Members of the British Security Industry Association’s Training Providers Section have spoken out in response to a BBC undercover investigation which revealed incidents of malpractice at two security training centres.
Aired on Monday 23rd March, BBC London’s Inside Out programme investigated malpractice at two training centres offering security qualifications, and revealed that Midlands-based awarding body, Industry Qualifications, had fallen victim to fraud as a result.
Responding to the report, the Training Providers Section of the BSIA – the trade body representing the UK’s private security industry – underlines the importance of choosing a reputable training provider, which delivers high-quality training and adheres to appropriate Codes of Conduct and British Standards.
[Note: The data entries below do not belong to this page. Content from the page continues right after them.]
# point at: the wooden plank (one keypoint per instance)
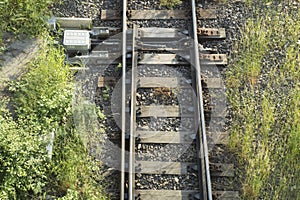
(213, 59)
(149, 82)
(211, 33)
(163, 59)
(158, 14)
(111, 14)
(68, 22)
(157, 167)
(225, 195)
(165, 137)
(159, 33)
(174, 82)
(167, 194)
(206, 13)
(218, 137)
(220, 169)
(163, 111)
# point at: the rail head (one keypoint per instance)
(200, 100)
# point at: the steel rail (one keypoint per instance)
(123, 111)
(200, 100)
(132, 119)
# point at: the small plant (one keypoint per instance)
(170, 3)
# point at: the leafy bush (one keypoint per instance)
(23, 16)
(42, 101)
(263, 89)
(23, 161)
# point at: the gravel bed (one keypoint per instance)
(166, 152)
(224, 183)
(165, 124)
(164, 71)
(167, 182)
(149, 96)
(154, 5)
(166, 23)
(219, 154)
(231, 16)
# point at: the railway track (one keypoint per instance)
(143, 121)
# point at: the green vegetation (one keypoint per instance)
(170, 3)
(37, 106)
(264, 90)
(42, 101)
(23, 16)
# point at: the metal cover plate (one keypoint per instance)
(76, 37)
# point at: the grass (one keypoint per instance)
(264, 91)
(43, 103)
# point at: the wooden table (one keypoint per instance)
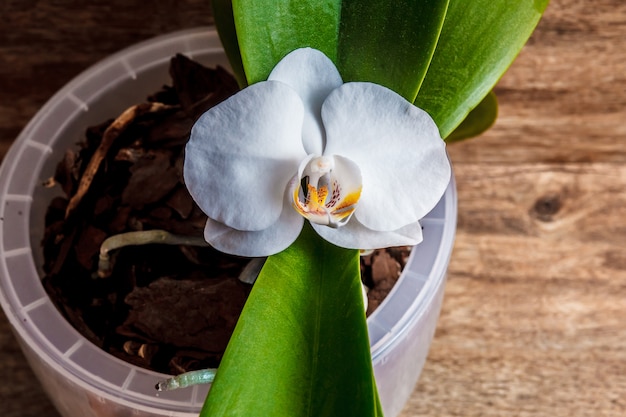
(534, 317)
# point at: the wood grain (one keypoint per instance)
(533, 317)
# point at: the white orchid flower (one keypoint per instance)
(357, 160)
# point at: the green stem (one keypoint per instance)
(143, 237)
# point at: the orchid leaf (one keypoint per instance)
(389, 43)
(269, 29)
(478, 42)
(225, 24)
(481, 118)
(300, 347)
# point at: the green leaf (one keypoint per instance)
(270, 29)
(300, 347)
(481, 118)
(478, 42)
(225, 24)
(389, 42)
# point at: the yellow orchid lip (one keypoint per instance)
(327, 196)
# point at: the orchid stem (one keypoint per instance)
(143, 237)
(203, 376)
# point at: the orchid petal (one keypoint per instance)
(242, 154)
(313, 76)
(355, 235)
(396, 145)
(269, 241)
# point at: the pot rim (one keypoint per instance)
(27, 306)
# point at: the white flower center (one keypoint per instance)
(328, 190)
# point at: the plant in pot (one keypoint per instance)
(325, 153)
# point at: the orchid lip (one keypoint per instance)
(327, 190)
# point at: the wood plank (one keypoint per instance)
(564, 98)
(533, 317)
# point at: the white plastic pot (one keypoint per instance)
(81, 379)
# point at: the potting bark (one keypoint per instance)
(166, 308)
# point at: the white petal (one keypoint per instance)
(396, 145)
(356, 236)
(313, 75)
(242, 154)
(265, 242)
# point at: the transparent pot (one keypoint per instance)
(81, 379)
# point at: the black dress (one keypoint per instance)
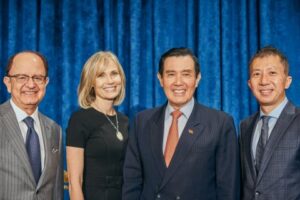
(103, 152)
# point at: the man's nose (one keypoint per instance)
(264, 79)
(178, 79)
(30, 82)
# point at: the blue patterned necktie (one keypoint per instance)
(260, 148)
(33, 149)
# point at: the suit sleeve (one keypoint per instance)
(133, 170)
(227, 162)
(59, 182)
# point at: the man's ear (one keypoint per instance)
(47, 81)
(7, 82)
(160, 78)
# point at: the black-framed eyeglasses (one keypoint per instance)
(23, 78)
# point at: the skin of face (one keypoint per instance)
(26, 96)
(179, 80)
(268, 82)
(108, 83)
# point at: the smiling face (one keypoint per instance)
(26, 95)
(108, 83)
(268, 81)
(179, 80)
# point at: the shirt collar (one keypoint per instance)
(277, 111)
(21, 115)
(186, 109)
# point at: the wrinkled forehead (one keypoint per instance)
(27, 61)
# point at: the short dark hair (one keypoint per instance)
(271, 51)
(181, 51)
(11, 60)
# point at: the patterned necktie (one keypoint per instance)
(172, 139)
(260, 148)
(33, 149)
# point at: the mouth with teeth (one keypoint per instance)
(110, 89)
(265, 92)
(29, 92)
(179, 92)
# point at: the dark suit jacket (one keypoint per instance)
(279, 176)
(16, 178)
(205, 164)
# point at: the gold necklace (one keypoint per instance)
(116, 127)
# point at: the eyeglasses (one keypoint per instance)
(23, 78)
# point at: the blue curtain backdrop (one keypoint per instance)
(224, 34)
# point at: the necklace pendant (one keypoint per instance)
(119, 135)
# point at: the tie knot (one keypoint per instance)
(176, 114)
(29, 122)
(265, 119)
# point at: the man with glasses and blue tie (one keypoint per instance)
(270, 139)
(30, 143)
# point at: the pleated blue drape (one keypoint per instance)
(224, 34)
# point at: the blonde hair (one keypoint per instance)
(94, 66)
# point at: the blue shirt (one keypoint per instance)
(182, 120)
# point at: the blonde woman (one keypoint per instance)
(97, 133)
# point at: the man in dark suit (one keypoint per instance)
(270, 139)
(30, 143)
(181, 150)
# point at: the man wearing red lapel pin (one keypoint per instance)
(181, 150)
(270, 139)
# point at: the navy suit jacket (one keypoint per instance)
(279, 175)
(205, 164)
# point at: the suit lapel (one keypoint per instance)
(282, 124)
(46, 133)
(156, 139)
(14, 134)
(193, 129)
(249, 132)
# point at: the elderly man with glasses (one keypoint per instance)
(30, 142)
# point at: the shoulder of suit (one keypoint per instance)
(5, 108)
(48, 120)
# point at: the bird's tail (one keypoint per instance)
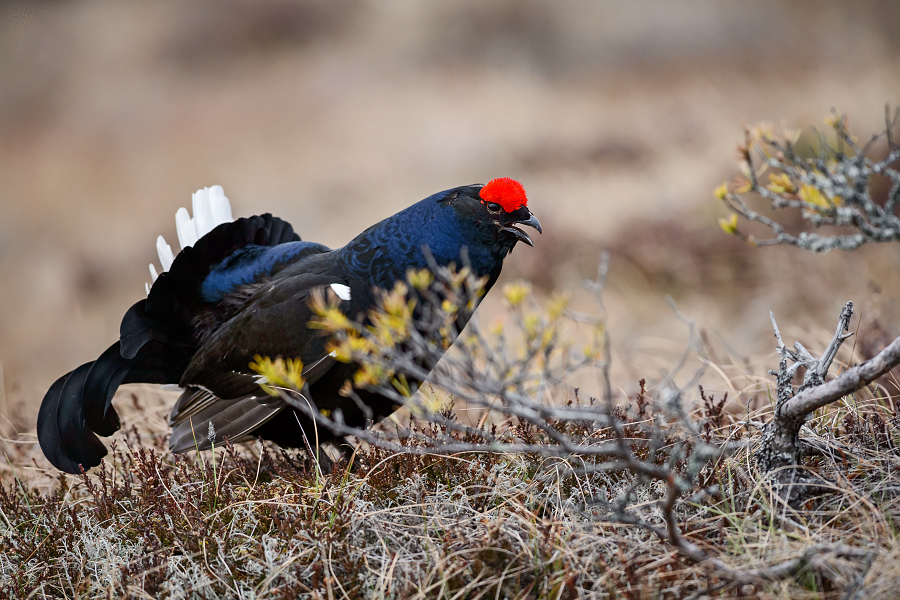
(157, 335)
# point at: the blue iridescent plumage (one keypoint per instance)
(250, 264)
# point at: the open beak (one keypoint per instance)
(521, 236)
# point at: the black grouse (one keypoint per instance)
(243, 288)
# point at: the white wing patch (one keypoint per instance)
(211, 208)
(341, 290)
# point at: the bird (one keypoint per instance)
(242, 288)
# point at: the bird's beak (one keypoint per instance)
(521, 236)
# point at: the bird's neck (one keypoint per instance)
(386, 251)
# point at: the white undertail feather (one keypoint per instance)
(211, 208)
(341, 290)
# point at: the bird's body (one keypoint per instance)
(244, 289)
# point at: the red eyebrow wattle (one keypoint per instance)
(507, 192)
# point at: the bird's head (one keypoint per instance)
(495, 211)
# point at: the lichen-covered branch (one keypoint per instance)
(780, 449)
(827, 180)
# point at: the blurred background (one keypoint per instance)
(619, 118)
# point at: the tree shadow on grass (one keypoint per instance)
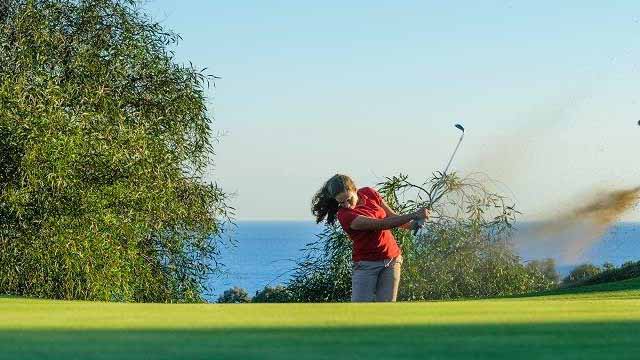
(612, 340)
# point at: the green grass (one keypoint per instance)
(597, 323)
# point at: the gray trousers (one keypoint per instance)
(375, 280)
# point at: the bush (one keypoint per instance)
(234, 295)
(104, 142)
(546, 268)
(581, 273)
(277, 294)
(610, 273)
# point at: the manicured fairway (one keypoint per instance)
(586, 325)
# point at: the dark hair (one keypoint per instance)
(324, 203)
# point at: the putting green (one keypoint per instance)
(595, 323)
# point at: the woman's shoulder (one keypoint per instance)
(368, 191)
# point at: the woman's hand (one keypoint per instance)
(422, 214)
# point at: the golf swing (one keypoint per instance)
(367, 220)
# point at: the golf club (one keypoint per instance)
(420, 223)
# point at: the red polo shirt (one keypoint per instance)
(368, 245)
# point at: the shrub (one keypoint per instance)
(277, 294)
(234, 295)
(546, 268)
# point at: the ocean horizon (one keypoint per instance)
(266, 251)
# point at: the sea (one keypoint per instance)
(265, 252)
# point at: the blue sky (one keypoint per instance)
(548, 92)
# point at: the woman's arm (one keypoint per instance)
(390, 222)
(390, 212)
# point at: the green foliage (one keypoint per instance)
(463, 252)
(277, 294)
(581, 273)
(104, 142)
(324, 273)
(234, 295)
(545, 267)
In selecting a training provider from the BSIA’s Training Providers Section end-users are assured that their supplier is reputable, with the background checks and vetting performed on all members of the Association providing added peace of mind. Moreover, members of the Section have developed their own voluntary Code of Conduct, which stipulates stringent standards of professional integrity on which membership of the section depends.
Anthony Rabbitt, Chairman of the BSIA’s Training Providers Section, comments: “The BSIA is committed to sustaining high standards in performance and training in the security industry, and totally endorses the stance adopted by the BBC in this programme."
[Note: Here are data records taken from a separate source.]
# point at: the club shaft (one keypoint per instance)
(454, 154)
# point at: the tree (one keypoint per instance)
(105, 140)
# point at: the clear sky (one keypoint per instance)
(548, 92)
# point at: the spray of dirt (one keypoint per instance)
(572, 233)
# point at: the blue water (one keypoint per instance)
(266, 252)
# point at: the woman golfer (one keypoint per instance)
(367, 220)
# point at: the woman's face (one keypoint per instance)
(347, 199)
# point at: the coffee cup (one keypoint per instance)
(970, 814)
Raymond Clarke, Chief Executive of IQ, said: “We are deeply disappointed that an IQ centre appears to have been involved in malpractice. Despite requesting details of the evidence for some four weeks now from the BBC, which would have enabled IQ to conduct its own enquiry, our first viewing of the evidence was on the BBC programme this evening.
"On face value, the evidence would appear to be damning, but we need to move very quickly to confirm the allegations and identify the scale of the problem. IQ has undertaken three external verification visits to Ashley Commerce College in the past twelve months which did not unearth malpractice. We will review our practices in light of the BBC footage and as more details emerge, to determine whether different approaches might have identified the issue at an earlier stage.”
As reported in the programme, IQ has a zero tolerance approach to malpractice and fraud and will work with regulators to report the matter to the police and play a full part in consequent criminal investigations.
Richard Moore, Commercial Director at industry sector skills body, Skills for Security, adds: “As the sector skills body for the private security industry, Skills for Security is committed to working with the industry to develop an accredited training provider programme as a response to demand from industry. It is hoped that this will provide additional safeguards against malpractice.”
Concluding, Anthony Rabbitt added: "Membership of the BSIA, including in the field of training, requires compliance with a rigorous code of conduct and accreditation with national standards organisations. Infractions of the BSIA code of conduct would lead to decisive and robust action to remove guilty parties from the Association.”